= Relative neighborhood graph =

Geometric graph connecting nearby points

The relative neighborhood graph of 100 random points in a unit square.

In computational geometry, the relative neighborhood graph (RNG) is an undirected graph defined on a set of points in the Euclidean plane by connecting two points $p$ and $q$ by an edge whenever there does not exist a third point $r$ that is closer to both $p$ and $q$ than they are to each other. This graph was proposed by Godfried Toussaint in 1980 as a way of defining a structure from a set of points that would match human perceptions of the shape of the set.

==Algorithms==
Supowit (1983) showed how to construct the relative neighborhood graph of $n$ points in the plane efficiently in $O(n\log n)$ time. It can be computed in $O(n)$ expected time, for random set of points distributed uniformly in the unit square.
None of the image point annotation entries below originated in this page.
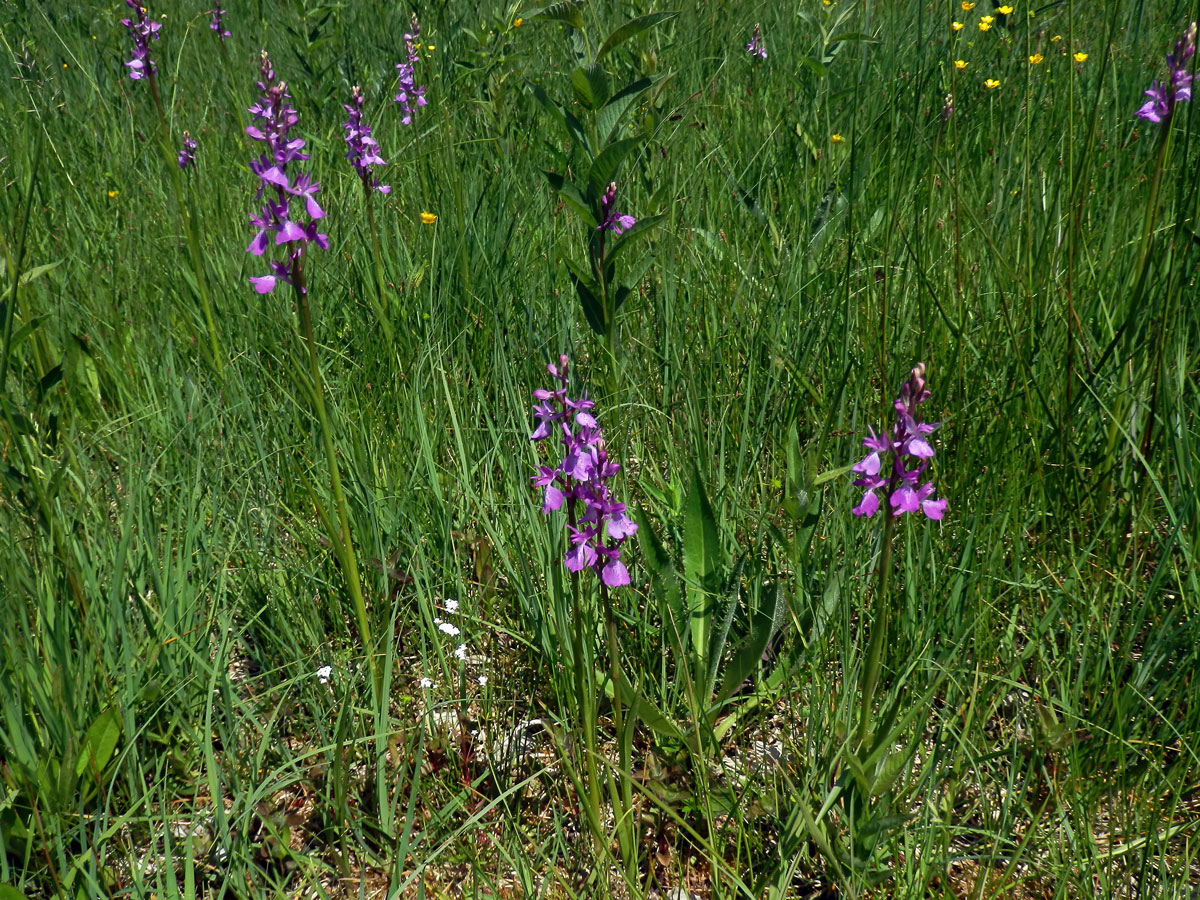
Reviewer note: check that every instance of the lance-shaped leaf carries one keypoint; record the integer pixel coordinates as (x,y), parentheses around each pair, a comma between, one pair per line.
(569,12)
(631,29)
(604,167)
(571,197)
(589,297)
(591,85)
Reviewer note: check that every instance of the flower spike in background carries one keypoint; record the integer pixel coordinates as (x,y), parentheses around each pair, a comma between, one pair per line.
(906,447)
(1163,97)
(611,217)
(755,48)
(141,30)
(187,153)
(274,119)
(581,480)
(363,149)
(409,91)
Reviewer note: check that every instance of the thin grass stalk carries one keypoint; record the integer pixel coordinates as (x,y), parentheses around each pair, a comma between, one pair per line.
(193,247)
(381,300)
(622,795)
(343,541)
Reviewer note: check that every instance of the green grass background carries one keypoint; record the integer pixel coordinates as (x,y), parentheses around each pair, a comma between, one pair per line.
(162,574)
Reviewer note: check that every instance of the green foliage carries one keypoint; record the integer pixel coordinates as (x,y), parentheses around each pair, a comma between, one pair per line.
(168,576)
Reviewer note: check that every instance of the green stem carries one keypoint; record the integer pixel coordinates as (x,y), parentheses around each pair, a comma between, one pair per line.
(586,696)
(381,304)
(342,543)
(622,797)
(879,629)
(193,246)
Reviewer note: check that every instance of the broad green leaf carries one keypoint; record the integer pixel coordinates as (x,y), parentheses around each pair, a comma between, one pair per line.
(604,167)
(609,118)
(664,580)
(720,634)
(569,12)
(850,37)
(654,718)
(815,66)
(631,29)
(642,228)
(567,119)
(745,659)
(571,197)
(37,271)
(99,743)
(589,297)
(880,825)
(701,556)
(591,85)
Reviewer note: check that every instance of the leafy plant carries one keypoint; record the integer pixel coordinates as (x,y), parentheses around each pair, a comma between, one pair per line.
(592,124)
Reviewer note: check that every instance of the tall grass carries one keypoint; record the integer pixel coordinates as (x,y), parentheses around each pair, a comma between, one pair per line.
(168,589)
The relative neighborhood graph can be computed in linear time from the Delaunay triangulation of the point set.

==Generalizations==
Because it is defined only in terms of the distances between points, the relative neighborhood graph can be defined for point sets in any dimension, and for non-Euclidean metrics. Computing the relative neighborhood graph, for higher-dimensional point sets, can be done in time $O(n^2)$.

==Related graphs==
The relative neighborhood graph is an example of a lens-based beta skeleton. It is a subgraph of the Delaunay triangulation. In turn, the Euclidean minimum spanning tree is a subgraph of it, from which it follows that it is a connected graph.

The Urquhart graph, the graph formed by removing the longest edge from every triangle in the Delaunay triangulation, was originally proposed as a fast method to compute the relative neighborhood graph. Although the Urquhart graph sometimes differs from the relative neighborhood graph it can be used as an approximation to the relative neighborhood graph.